GENOVA – Un mistero, un gioco, un’acrobazia senza rete e una sfida con cui si misurano tre interpreti d’eccezione. Alla Sala Mercato da giovedì 28 a sabato 30 settembre alle ore 20.30 va in scena “White Rabbit Red Rabbit”, il testo teatrale più originale e misterioso di sempre, scritto dall’iraniano Nassim Soleimanpour e portato in scena da Davide Livermore (giovedì 28), Laura Sicignano (venerdì 29) e Fausto Paravidino (sabato 30).

Sorprendente, provocatorio, divertente, White Rabbit Red Rabbit è uno spettacolo che cambia ogni sera e che racchiude l’essenza più pura dell’arte teatrale.

Un giocoso esperimento con poche, fondamentali regole: chi sale sul palcoscenico per interpretarlo non può averlo visto prima. Nessuna prova precedente. Nessuna regia e nessuna indicazione a cui aggrapparsi.

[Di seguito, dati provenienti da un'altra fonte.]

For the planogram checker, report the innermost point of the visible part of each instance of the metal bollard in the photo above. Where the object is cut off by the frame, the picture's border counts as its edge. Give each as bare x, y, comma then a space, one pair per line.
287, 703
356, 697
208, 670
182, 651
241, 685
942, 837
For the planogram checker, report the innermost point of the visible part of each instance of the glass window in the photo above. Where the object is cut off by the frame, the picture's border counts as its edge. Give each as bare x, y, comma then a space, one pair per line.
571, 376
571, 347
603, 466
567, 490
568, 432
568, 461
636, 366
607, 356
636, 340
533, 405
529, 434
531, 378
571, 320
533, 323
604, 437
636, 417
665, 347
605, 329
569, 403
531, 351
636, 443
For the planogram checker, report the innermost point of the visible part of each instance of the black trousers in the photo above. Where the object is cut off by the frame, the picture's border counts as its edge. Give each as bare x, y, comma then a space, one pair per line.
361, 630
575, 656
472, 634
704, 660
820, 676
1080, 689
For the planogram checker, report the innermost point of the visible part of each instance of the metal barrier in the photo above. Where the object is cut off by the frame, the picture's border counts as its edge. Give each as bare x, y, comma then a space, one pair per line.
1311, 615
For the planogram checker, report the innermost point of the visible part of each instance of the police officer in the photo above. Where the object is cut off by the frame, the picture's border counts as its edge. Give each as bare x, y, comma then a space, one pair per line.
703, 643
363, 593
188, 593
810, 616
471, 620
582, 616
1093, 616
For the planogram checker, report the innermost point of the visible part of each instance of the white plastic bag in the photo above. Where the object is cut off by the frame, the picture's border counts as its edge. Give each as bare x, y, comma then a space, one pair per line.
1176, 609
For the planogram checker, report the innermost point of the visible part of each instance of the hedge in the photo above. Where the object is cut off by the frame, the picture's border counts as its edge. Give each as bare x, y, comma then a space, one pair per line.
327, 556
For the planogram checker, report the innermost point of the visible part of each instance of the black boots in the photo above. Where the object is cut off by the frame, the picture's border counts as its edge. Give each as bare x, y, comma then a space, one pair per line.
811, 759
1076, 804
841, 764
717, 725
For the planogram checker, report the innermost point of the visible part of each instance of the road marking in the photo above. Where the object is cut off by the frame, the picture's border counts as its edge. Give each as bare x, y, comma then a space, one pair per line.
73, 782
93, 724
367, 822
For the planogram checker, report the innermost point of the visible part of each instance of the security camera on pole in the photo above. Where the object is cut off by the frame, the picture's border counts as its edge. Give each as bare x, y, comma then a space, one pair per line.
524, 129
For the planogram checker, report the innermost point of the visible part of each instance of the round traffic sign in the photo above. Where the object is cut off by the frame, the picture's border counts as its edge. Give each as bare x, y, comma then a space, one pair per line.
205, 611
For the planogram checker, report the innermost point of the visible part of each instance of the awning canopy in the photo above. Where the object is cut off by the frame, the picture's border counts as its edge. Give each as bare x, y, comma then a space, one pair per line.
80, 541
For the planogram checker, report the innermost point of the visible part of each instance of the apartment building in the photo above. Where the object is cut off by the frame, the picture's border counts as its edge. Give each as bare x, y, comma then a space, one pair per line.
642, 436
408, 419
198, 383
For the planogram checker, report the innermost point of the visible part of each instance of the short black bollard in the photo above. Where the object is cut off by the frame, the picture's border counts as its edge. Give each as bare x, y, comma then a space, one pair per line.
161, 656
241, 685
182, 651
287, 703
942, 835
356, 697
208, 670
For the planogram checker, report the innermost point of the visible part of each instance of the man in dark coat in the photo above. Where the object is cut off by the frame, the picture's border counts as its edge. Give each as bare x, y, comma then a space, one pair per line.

La busta contenente il copione viene aperta di fronte al pubblico e da quel momento l’attore può aiutarsi soltanto con una sedia, un tavolo, due bicchieri, la propria capacità d’improvvisare e di coinvolgere gli spettatori.

Nel 2010, quando scrive White Rabbit Red Rabbit, Nassim Soleimanpour è un ventinovenne iraniano, “imprigionato” nelle restrizioni del regime vigente che vieta la possibilità di lasciare il paese e persino di comunicare liberamente con l’esterno.

Il testo, che è prima di tutto un gioco teatrale capace di sbaragliare censure, distanze geografiche e culturali, mettendo sullo stesso piano emotivo autore, attore e pubblico, è riuscito ad oltrepassare i confini iraniani, rivelando lo straordinario talento del giovane drammaturgo che oggi vive a Berlino.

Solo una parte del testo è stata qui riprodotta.